13/08/2015

Polícia prende sócia da Construtora Realize acusada de estelionato

De acordo com a delegada Carla Brizzi, que preside as investigações, Cristina já está detida em uma unidade prisional da capital

Cristina Rose Ibiapina Nunes de Souza (Foto: Divulgação)

Na manhã desta quinta-feira (13/08) se apresentou na Delegacia Geral a sócia administradora da Construtora Realize, Cristina Rose Ibiapina Nunes de Souza, acusada de lesar cerca de 400 clientes em um golpe milionário em Teresina.

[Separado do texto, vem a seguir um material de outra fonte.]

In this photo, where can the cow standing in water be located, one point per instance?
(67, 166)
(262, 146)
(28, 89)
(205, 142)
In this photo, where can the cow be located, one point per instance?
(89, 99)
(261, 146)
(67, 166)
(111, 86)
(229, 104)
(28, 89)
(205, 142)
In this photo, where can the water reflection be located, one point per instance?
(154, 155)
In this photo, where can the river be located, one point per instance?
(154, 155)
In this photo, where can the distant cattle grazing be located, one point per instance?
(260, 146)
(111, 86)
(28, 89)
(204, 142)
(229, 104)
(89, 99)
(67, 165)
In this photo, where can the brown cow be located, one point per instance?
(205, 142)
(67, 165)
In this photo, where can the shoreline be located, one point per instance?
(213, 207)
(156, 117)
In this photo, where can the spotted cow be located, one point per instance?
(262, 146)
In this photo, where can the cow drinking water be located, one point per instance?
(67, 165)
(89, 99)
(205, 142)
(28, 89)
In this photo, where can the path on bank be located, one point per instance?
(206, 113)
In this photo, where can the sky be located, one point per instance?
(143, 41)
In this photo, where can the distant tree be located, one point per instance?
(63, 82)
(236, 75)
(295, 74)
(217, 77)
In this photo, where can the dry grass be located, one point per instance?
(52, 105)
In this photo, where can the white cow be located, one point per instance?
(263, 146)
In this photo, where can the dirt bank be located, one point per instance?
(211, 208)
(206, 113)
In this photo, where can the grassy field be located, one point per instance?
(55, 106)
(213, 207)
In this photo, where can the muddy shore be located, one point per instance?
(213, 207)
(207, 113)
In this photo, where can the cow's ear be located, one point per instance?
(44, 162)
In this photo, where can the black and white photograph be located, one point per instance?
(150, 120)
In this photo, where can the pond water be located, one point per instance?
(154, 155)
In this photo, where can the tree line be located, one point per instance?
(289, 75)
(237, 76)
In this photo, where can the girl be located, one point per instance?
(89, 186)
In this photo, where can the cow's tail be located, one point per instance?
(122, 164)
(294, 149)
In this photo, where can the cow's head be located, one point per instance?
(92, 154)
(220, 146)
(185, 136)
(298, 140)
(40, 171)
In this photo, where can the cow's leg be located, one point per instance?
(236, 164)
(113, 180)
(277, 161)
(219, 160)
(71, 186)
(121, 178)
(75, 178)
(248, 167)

A acusada estava foragida há semanas, e um mandado de prisão preventiva estava em aberto contra a mesma. De acordo com a delegada Carla Brizzi, que preside as investigações, Cristina já está detida em uma unidade prisional da capital.

Além dela, a polícia ainda tenta encontrar outro sócio da empresa que segue foragido. E há em aberto um mandado de prisão preventiva contra o mesmo.

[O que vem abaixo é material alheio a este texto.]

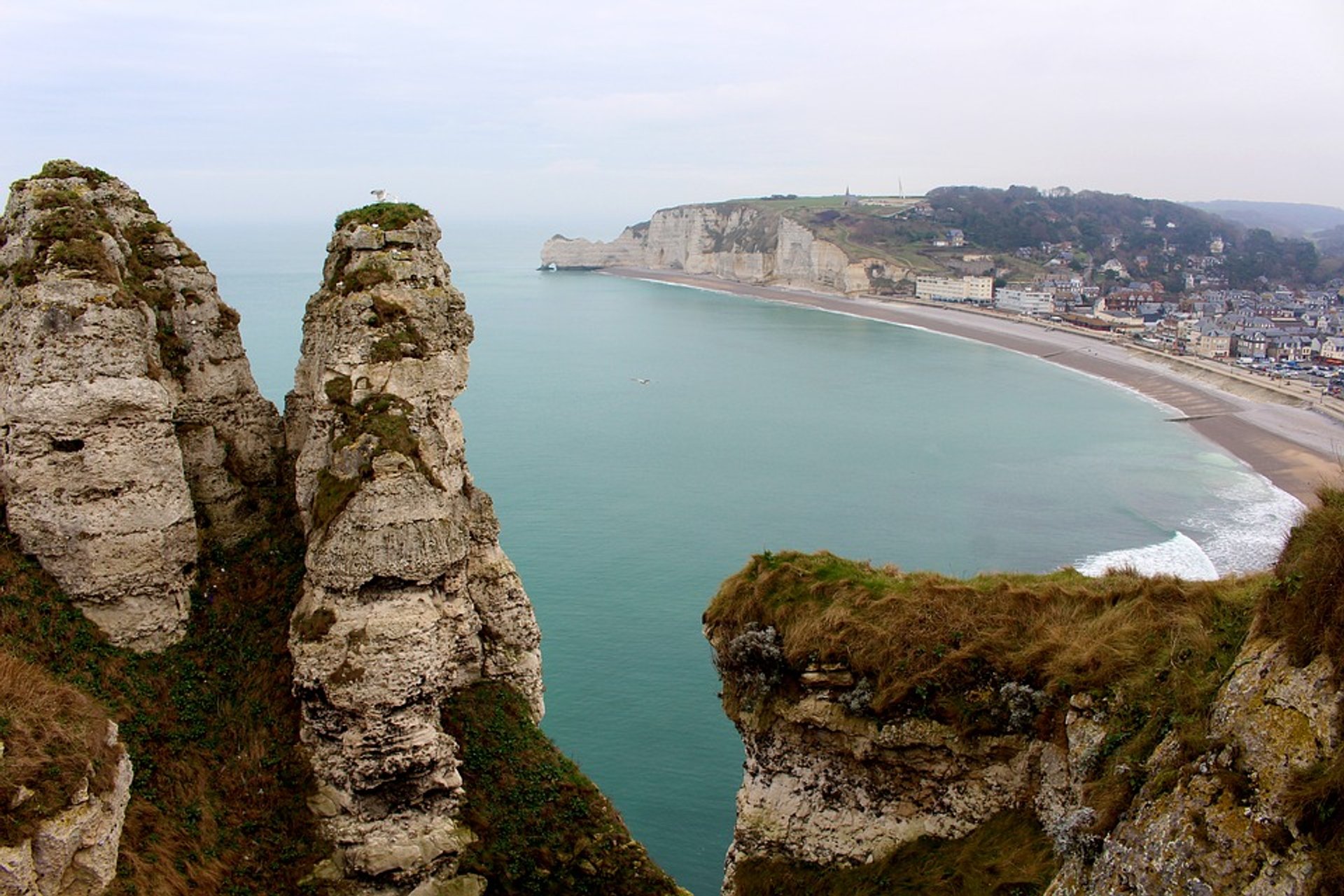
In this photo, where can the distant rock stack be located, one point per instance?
(128, 413)
(407, 596)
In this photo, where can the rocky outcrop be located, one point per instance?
(74, 852)
(1221, 822)
(128, 414)
(407, 597)
(732, 241)
(1129, 786)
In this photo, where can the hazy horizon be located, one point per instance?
(593, 115)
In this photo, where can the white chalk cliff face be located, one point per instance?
(407, 596)
(128, 412)
(730, 241)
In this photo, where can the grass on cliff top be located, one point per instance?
(54, 738)
(1154, 649)
(62, 168)
(210, 724)
(545, 830)
(926, 637)
(386, 216)
(1007, 856)
(1304, 605)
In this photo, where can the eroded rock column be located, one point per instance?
(407, 596)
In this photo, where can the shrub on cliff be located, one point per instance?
(385, 216)
(211, 726)
(543, 827)
(54, 738)
(1304, 603)
(934, 641)
(965, 652)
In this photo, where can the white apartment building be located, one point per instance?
(956, 289)
(1025, 301)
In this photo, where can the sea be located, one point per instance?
(641, 441)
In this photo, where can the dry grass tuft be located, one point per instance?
(1007, 856)
(1304, 603)
(55, 738)
(920, 634)
(1152, 650)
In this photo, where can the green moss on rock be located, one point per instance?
(385, 216)
(64, 168)
(1007, 856)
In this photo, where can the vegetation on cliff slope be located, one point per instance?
(384, 216)
(1304, 605)
(1154, 649)
(1007, 856)
(210, 724)
(545, 830)
(54, 739)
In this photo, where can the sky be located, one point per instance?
(594, 113)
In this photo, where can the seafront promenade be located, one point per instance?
(1288, 433)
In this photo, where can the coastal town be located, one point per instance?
(1280, 332)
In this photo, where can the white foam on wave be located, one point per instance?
(1250, 524)
(1179, 555)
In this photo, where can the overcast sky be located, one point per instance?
(593, 113)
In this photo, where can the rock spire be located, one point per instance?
(130, 421)
(407, 596)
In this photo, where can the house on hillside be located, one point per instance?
(1212, 342)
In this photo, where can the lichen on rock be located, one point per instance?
(407, 596)
(128, 412)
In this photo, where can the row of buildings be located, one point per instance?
(1278, 326)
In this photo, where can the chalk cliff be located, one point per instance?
(734, 241)
(407, 597)
(128, 414)
(1126, 732)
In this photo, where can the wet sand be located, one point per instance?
(1281, 434)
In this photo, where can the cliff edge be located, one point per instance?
(1041, 734)
(739, 241)
(130, 421)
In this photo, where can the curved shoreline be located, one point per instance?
(1266, 426)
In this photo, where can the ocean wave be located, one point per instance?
(1179, 555)
(1249, 526)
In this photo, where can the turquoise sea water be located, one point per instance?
(761, 428)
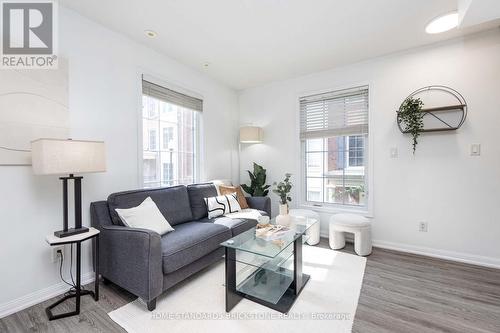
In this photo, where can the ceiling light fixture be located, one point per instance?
(150, 33)
(442, 23)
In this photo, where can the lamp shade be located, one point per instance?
(250, 134)
(62, 157)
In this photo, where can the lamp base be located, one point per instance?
(70, 232)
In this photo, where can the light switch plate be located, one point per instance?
(394, 152)
(475, 149)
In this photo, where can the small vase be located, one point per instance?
(283, 218)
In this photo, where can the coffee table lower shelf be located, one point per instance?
(288, 284)
(284, 304)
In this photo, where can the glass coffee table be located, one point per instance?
(268, 272)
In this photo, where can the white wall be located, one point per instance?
(105, 92)
(458, 195)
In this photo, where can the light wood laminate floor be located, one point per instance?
(401, 293)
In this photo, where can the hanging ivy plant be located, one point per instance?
(410, 118)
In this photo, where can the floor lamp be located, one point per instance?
(68, 157)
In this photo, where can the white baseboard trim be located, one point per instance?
(39, 296)
(436, 253)
(441, 254)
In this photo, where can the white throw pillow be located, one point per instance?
(222, 204)
(146, 216)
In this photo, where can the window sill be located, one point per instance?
(364, 211)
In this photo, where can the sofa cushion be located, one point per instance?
(237, 226)
(189, 242)
(173, 203)
(145, 216)
(197, 194)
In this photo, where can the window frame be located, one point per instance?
(301, 192)
(198, 148)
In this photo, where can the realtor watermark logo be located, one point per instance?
(29, 36)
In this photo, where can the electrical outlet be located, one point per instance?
(394, 152)
(475, 149)
(55, 253)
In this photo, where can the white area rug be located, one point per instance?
(327, 304)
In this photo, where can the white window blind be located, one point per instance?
(171, 96)
(338, 113)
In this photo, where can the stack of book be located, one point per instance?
(272, 232)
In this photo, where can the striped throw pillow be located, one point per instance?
(222, 204)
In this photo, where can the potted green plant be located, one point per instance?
(410, 118)
(283, 189)
(257, 187)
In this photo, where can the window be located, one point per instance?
(334, 136)
(168, 137)
(170, 124)
(152, 139)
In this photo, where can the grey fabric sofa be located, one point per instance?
(145, 263)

Delegada Carla Brizzi (Foto: Manoel José/O Olho)

CADÊ O DINHEIRO?
Um documento apresentado pela acusada de gerenciar o esquema, revela que os mais de R$ 10 milhões que foram arrecadados dos compradores dos imóveis (vítimas) foram revestidos em obras. Devido a isso, nenhum recurso estaria disponível para ser revestido em pagamento de indenizações ou devoluções.

“Tudo que foi arrecado, segundo ela, foi revestido em obras nos empreendimentos. Um deles ela afirma que foram investidos R$ 7 milhões e no outros mais R$ 3 milhões”, destacou a delegada Carla Brizzi.


Obras nunca foram entregues (Foto: O Olho)

Brizzi ressaltou ainda que foram mais de 400 pessoas lesadas pelos acusados. Segundo ela, a acusado irá permanecer presa e certamente entrará com pedido de revogação da prisão ou mesmo um pedido de habeas corpus.

“Continuaremos investigando o caso. Por enquanto ela segue presa em uma de nossas unidades prisionais”, finalizou.

O ESQUEMA

As vítimas foram lesadas por três empresas: as construtoras Realize, Essencial e Real. Todas elas pertencentes a mesma pessoa, no caso, Cristiane Ibiapina. Os sócios já atuavam há mais de três anos no mercado imobiliário de Teresina.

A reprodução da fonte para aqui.